Over the last 60 years, the volcanic region—which is made up of 24 craters and edifices—has shown signs of unrest, and scientists have been studying it and monitoring it closely to better understand the changes taking place.
In a study published in Science Advances, a team of researchers led by Francesca Forni, from ETH Zurich in Switzerland, examined rock, mineral and glass samples taken from 23 eruptions at Campi Flegrei—including the two biggest from the last 60,000 years. By analyzing the elements within these samples, the researchers were able to construct a picture of what was happening before and after eruptions.
Their findings appear to show that magma is building beneath the volcanic system—and that it is entering a new caldera cycle. This could indicate that the volcano is moving toward a new phase that will result in a large eruption at the site, the team says. The study does not indicate that an eruption will happen soon.

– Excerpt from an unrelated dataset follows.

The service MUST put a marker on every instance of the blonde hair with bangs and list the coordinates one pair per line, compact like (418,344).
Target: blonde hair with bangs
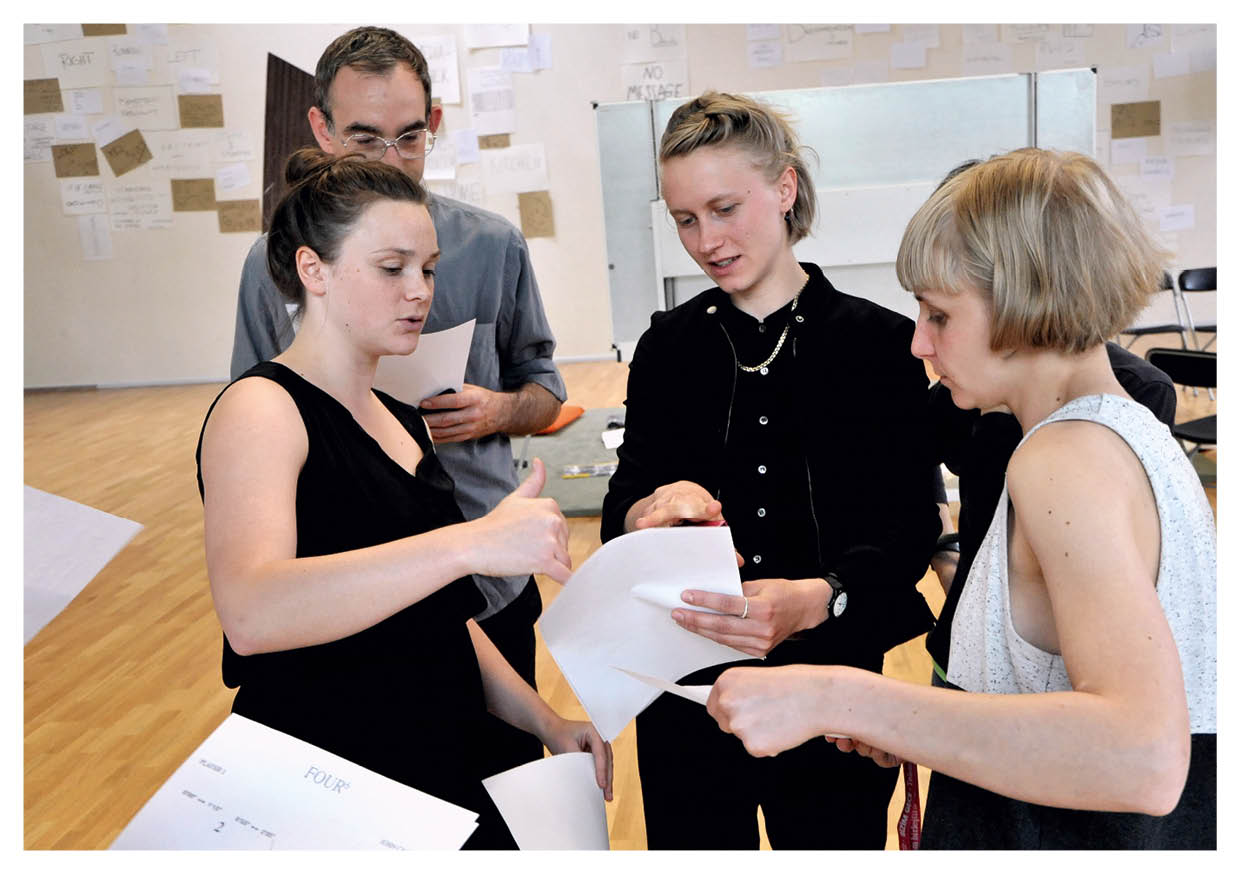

Analysis of the elements suggest there were critical changes to the temperature and water content of the magma at certain points in the eruptive history of Campi Flegrei. Minerals in the magma were found to decrease over time, while water content increased. They found that this happened before the Monte Nuovo eruption.
The team notes that after the Monte Nuovo eruption, Campi Flegrei entered a “new phase” of inactivity. Since the 1950s, there have been three “major periods of unrest,” raising concern that the volcano is reawakening. The movement of magma from depths of about five miles to 1.8 miles has previously been blamed for this unrest.
The latest findings suggest this is consistent with the presence of water-saturated magma in the upper crust, allowing for the build up of a huge magma reservoir. “We propose that the subvolcanic plumbing system at Campi Flegrei is currently entering a new build-up phase, potentially culminating, at some undetermined point in the future, in a large volume eruption,” they conclude.
Luca De Siena, from the U.K.’s University of Aberdeen, who has previously published research on the Campi Flegrei system, commented on the findings: “At Campi Flegrei, an outstanding question is why we cannot see the plumbing systems of the volcano below 4-5km (2.5-3 mile) depths, as at Yellowstone caldera, for example,” he told Newsweek.
“Forni et al. suggest that a large, highly-evolved, and relatively cold magma layer may be absorbing most of the energy we send down to reconstruct deeper structures. This problem is typical of sub-basaltic, oceanic settings, where deeper reservoirs are invisible to seismic imaging. Their findings open the possibility to model the effects of these magmatic layers on monitoring recording, thus allowing to reconstruct their shape and dimensions and eventually see below them.”
Volcanologist Christopher Kilburn, from the U.K.’s UCL, who was also not involved in the study, said the results are consistent with observed changes that took place during past eruptions: “It thus provides an alternative interpretation to be tested against conventional ideas,” he said.
“Should an eruption occur, the best guess is that it will have a size and behaviour similar to that seen during past 15,000 years or so—hence ranging from the size of the last eruption (Monte Nuovo, 1538, 0.02 cubic km) to something similar to the eruption of Vesuvius that overwhelmed Pompeii and Herculaneum (c. one cubic km). These are the scenarios being used to prepare mitigation plans.
“The paper changes tack in its final paragraph. Having argued that the 1538 eruption represents the squeezing out of magma from the vestige of a magma reservoir, it suggests that CO2 emissions indicate the possible replenishment of the reservoir and, thus, hints at the possible start of a build-up to a ‘large-volume eruption.’ This statement is speculative and does not depend on the preceding results.”